Verbraucherschutz
Informationsgesetz durch Ausnahmeregelungen unzureichend
Der Entwurf für das Informationsfreiheitsgesetz sehe vor, dass jedermann einen Anspruch auf Zugang zu amtlichen Informationen der Bundesbehörden erhalte, ohne ein rechtliches Interesse darlegen zu müssen, so die Verbraucherschützer. Die zahlreichen Ausnahmevorschriften ließen jedoch befürchten, dass es zu keiner erkennbaren Erweiterung der Informationsrechte der Bürger kommen werde.
Das Beispiel der Bundesanstalt für Finanzdienstleistungsaufsicht zeige, dass das Informationsfreiheitsgesetz kaum greifen werde: So verfüge die Finanzdienstleistungsaufsicht zwar über Informationen zu Unternehmen, die Kapitalanleger durch bewusste Falschinformationen geschädigt hätten.
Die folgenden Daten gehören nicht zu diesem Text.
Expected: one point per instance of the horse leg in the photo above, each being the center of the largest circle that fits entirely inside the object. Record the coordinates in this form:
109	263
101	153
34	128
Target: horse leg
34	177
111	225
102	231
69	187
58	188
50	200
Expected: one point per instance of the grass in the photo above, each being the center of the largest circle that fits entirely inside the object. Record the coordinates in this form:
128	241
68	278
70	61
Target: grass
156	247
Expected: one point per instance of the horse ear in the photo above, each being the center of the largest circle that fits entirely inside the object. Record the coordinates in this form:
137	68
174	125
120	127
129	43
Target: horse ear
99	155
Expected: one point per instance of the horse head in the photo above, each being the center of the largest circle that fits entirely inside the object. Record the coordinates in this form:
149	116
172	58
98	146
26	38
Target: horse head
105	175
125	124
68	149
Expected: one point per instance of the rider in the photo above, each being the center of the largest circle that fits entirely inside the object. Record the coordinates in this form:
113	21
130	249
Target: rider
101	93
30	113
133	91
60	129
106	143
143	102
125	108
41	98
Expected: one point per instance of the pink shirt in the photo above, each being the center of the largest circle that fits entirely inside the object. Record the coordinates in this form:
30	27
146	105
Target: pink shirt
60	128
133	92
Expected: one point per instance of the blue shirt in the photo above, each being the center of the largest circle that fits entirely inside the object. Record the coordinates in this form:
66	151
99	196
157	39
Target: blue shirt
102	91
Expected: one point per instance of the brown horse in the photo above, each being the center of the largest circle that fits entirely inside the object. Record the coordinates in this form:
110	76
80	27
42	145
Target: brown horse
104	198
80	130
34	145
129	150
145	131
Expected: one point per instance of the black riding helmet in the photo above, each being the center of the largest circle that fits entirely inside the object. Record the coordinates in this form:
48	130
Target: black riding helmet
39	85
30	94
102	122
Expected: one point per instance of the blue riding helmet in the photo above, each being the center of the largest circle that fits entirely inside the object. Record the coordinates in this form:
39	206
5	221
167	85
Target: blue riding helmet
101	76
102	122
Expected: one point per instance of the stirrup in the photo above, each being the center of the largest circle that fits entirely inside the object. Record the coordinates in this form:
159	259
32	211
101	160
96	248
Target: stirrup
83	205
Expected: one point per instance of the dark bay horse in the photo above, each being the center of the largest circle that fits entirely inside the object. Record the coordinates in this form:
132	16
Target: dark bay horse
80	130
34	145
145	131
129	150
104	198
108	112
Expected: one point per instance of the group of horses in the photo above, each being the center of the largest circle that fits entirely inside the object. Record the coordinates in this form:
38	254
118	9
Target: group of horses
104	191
Dennoch dürfte die Behörde diese Informationen auch nach dem neuen Gesetz nicht veröffentlichen. Das zeige, "wie widersinnig die Ausnahmen von der Informationspflicht" seien. "Im Kapitalmarkt geht es ja gerade darum, dass Unternehmen gegenüber Anlegern Informationspflichten haben. Wer dagegen verstößt, darf nicht noch durch Hinweis auf Betriebs- und Geschäftsgeheimnisse geschützt werden", sagte Müller.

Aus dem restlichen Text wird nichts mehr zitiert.